The Drugs That Cause the Disease They Are Prescribed to Treat
The 2013 review of drug-induced uveitis published in the Journal of Ophthalmic Inflammation and Infection by London, Garg, Moorthy and Cunningham opens with a confession: more than 50% of all uveitis cases have no identifiable cause.¹ The 2018 update in Current Opinion in Ophthalmology extended the list of identified drug causes to checkpoint inhibitors. A 2025 review in Clinical Ophthalmology added the COVID-19 mRNA injections.² The pharmaceutical agents reliably documented to produce iritis include bisphosphonates, fluoroquinolone antibiotics, sulphonamide derivatives (including topiramate), rifabutin, cidofovir, brimonidine eye drops, prostaglandin analogues prescribed for glaucoma, TNF-α inhibitors, immune checkpoint inhibitors used in oncology, and the COVID-19 mRNA injections.³ The pattern across all of them is identical: temporal onset within days or weeks of exposure, resolution when the drug is stopped, recurrence on rechallenge, and a documented chemical mechanism.
The bisphosphonate evidence is unambiguous. Fraunfelder and colleagues reported 17 cases of unilateral scleritis with intravenous pamidronate at doses of 30 to 60 mg, with bilateral anterior uveitis appearing within 24 to 48 hours.⁴ Macarol and Fraunfelder had established the original signal in 1994.⁵ A drug given to elderly women to slow bone resorption produces inflammation of the iris reproducibly enough to predict from the molecule.
Cidofovir, the intravenous antiviral administered to AIDS patients for cytomegalovirus retinitis, produced anterior uveitis in eight of nine patients in the Bainbridge series and in 59% of seventeen patients in the Akler series.⁶ The mechanism, in the establishment’s own words, is “intraocular accumulation of the drug through a breakdown of the blood-retinal barrier and a direct toxic effect on the ciliary body.”⁷ The same clinical entity described when no drug is in evidence is called “idiopathic anterior uveitis.”
Rifabutin, the antimycobacterial used in HIV-positive patients, produces uveitis in a dose-dependent and weight-dependent pattern. Shafran’s Canadian HIV Trials Network analysis reported 14% incidence in patients over 65 kilograms, 45% incidence at 55 to 65 kilograms, and 64% incidence under 55 kilograms.⁸ Patients on macrolides or protease inhibitors that inhibit CYP3A4 metabolism — raising rifabutin blood levels — had correspondingly higher iritis rates. The eye is responding to a concentration, not to anything immunological.

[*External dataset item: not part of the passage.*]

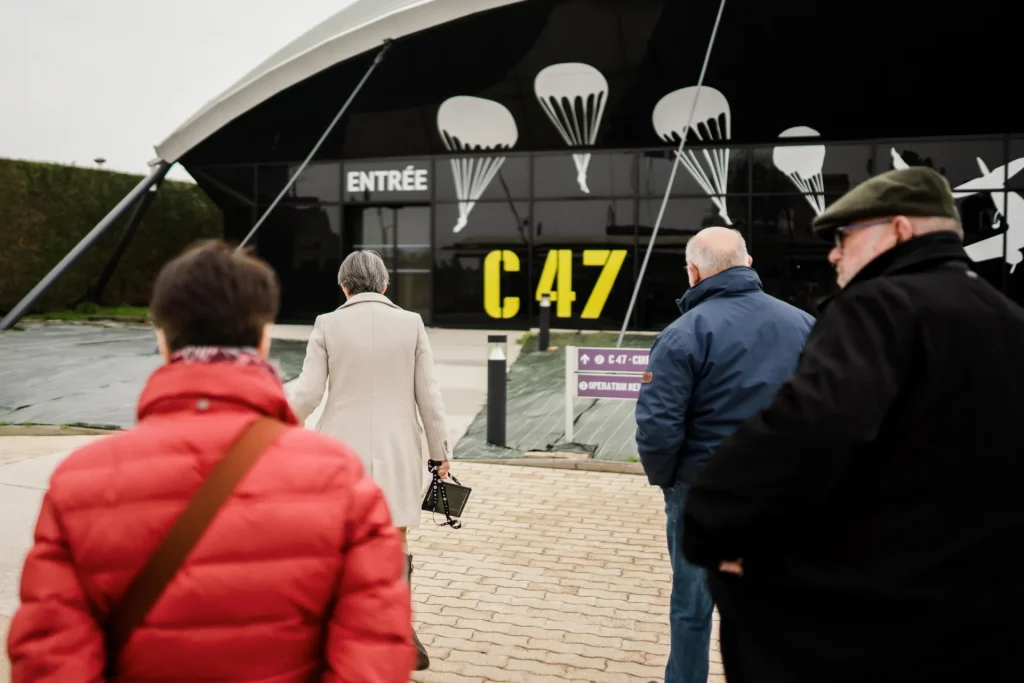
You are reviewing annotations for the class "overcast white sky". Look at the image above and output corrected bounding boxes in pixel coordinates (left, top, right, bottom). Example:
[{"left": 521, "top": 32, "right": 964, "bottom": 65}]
[{"left": 0, "top": 0, "right": 351, "bottom": 178}]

Topiramate and other sulphonamide derivatives produce acute bilateral angle closure with anterior uveitis, often within two weeks of starting the drug.⁹ Brimonidine eye drops produce granulomatous anterior uveitis directly in the tissue they touch.¹⁰ Latanoprost and the other prostaglandin analogues prescribed for glaucoma carry a manufacturer’s warning, in current US prescribing information, that the drug may worsen intraocular inflammation and should be avoided in the actively inflamed eye.¹¹
The TNF-α inhibitor case is the strongest. Etanercept, infliximab, and adalimumab are prescribed for the conditions labelled autoimmune — rheumatoid arthritis, ankylosing spondylitis, psoriatic arthritis, inflammatory bowel disease — and adalimumab carries a specific FDA indication for non-infectious uveitis itself. Lim, Fraunfelder and Rosenbaum identified 43 cases of uveitis on etanercept in a single registry review.¹² The Swedish national registry showed etanercept users had a 3.86-fold higher rate of new uveitis than adalimumab users, with anterior uveitis incidence rising after etanercept initiation versus the patient’s own baseline.¹³ The case reports describe this as a “paradoxical effect” of the drug. There is nothing paradoxical about it. A drug given to suppress inflammation in joints produces inflammation in the iris, and the establishment has the case series to prove it.
Each of these drugs causes iritis through a documented chemical mechanism. None of them implicates the patient’s body attacking itself. The establishment has published the data and declined to draw the conclusion.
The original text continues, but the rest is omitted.